First, I’ll tell you about Music Club. My co-worker Lisa and I led a choir for college-age girls this past semester. We had fun getting to know them, teaching them how to sing in a group (“Blend!”), and helping them improve their English through games and discussions. At the end of the semester, we held a Christmas concert to which they invited their friends—another fun shared experience. I wish you could have heard their lovely rendition of “Silent Night.” (“Jingle Bells”—or “Bears”—was also charming.)
Besides the Music Club, I spent a good deal of my time last semester on lesson prep and paper grading. (I teach writing to sophomore English majors.) So, I was often in my office, which I share with three Chinese teachers of English.

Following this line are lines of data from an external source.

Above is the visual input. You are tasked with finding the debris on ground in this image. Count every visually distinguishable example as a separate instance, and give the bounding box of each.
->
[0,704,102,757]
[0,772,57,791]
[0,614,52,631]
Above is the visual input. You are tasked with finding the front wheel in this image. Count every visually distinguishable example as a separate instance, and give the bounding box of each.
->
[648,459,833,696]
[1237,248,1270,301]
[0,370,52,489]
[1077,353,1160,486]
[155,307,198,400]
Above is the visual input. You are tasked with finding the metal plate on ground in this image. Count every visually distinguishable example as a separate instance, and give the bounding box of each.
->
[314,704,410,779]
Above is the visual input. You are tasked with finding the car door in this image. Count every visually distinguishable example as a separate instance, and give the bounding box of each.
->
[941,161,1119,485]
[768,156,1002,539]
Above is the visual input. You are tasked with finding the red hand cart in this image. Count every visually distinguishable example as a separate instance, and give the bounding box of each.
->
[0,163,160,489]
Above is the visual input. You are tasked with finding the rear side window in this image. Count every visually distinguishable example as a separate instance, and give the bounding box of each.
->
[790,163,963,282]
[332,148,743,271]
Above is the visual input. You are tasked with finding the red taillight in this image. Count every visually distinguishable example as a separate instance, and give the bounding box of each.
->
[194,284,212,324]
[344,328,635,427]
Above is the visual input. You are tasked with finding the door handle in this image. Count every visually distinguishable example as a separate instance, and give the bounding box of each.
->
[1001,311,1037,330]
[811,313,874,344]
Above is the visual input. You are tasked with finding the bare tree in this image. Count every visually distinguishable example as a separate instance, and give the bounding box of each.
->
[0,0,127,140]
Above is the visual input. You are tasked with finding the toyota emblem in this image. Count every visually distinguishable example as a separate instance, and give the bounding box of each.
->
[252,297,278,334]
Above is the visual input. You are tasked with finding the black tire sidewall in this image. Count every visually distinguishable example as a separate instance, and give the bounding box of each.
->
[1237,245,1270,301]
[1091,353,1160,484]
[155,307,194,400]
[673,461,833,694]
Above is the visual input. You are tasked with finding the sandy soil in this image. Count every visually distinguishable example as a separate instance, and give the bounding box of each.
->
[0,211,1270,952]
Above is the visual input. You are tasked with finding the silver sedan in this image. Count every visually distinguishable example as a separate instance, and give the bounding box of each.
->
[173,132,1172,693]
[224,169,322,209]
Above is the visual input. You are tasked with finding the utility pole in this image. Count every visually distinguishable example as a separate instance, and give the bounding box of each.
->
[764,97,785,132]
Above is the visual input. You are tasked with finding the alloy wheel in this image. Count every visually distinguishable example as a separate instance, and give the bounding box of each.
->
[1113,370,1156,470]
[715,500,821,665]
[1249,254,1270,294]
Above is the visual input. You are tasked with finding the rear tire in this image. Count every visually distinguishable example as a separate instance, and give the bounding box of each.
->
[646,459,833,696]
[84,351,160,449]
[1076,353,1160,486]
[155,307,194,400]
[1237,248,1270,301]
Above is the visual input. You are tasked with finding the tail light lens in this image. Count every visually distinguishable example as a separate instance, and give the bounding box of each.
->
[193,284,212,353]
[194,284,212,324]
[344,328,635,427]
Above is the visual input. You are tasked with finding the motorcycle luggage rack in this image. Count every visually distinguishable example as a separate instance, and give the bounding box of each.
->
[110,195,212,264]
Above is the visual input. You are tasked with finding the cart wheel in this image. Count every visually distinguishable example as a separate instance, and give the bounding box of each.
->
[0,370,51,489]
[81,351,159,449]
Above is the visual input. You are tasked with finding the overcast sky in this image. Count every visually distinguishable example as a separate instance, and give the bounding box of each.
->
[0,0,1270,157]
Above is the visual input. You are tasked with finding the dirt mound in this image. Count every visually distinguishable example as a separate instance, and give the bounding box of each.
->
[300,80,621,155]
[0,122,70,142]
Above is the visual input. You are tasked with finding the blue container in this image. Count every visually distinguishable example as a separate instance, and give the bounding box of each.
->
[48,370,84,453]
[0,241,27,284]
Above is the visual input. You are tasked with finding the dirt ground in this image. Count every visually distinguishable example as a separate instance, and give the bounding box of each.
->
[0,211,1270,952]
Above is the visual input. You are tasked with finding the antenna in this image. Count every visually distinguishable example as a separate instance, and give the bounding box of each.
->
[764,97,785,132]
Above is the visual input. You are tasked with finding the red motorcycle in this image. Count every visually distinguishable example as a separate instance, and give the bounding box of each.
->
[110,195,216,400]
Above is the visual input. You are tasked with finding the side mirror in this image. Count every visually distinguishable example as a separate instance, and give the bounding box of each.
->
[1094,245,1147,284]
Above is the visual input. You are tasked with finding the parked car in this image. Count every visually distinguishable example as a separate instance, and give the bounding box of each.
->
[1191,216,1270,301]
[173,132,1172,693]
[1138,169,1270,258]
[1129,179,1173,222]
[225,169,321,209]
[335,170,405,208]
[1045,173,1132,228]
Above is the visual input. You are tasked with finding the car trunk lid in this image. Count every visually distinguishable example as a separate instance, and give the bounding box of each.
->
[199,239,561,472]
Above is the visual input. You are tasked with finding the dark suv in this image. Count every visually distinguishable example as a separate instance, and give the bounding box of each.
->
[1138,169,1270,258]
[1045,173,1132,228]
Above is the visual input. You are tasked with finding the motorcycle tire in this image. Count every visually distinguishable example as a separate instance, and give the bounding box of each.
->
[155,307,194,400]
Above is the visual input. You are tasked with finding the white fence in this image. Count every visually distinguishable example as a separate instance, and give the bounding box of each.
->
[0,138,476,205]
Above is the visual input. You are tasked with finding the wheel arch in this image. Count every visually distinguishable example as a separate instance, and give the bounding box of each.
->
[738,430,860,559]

And then, of course, I spent time with my students—in the classroom, in my office, sometimes at meals or on errands. Most of my students are girls. Many of them are already, at age 20, disappointed with themselves, since (in this culture that intensely values academic achievement) their scores weren’t good enough for entrance to a top university. Some faces stand out: A, who trembles from nervousness when she talks to me, though she valiantly talks anyway; M, who is quick and earnest; sympathetic J; L, who grins at me during class and gives me advice after class; O, who teared up when I talked about parents in class one day (she was reared by her grandparents); silently hurting G; poised and careful L. There are about 180 more. They watch us so closely! 
Before the winter break, a New Year’s Party was being held for all the foreign staff and I had been asked to play my cello. When the evening of the party came I didn’t want to go; it was cold outside, and I had so many papers to grade. (So heavy are the trials of English teachers.) But I had to go, so I picked up my cello and carried it down three flights of stairs and out into the winter night. I carried my cello uphill toward the dining hall, and I was wanting to quit. Not just quit teaching, but quit climbing upward altogether. “What’s the point?” I was wondering. “Why am I putting myself through this?”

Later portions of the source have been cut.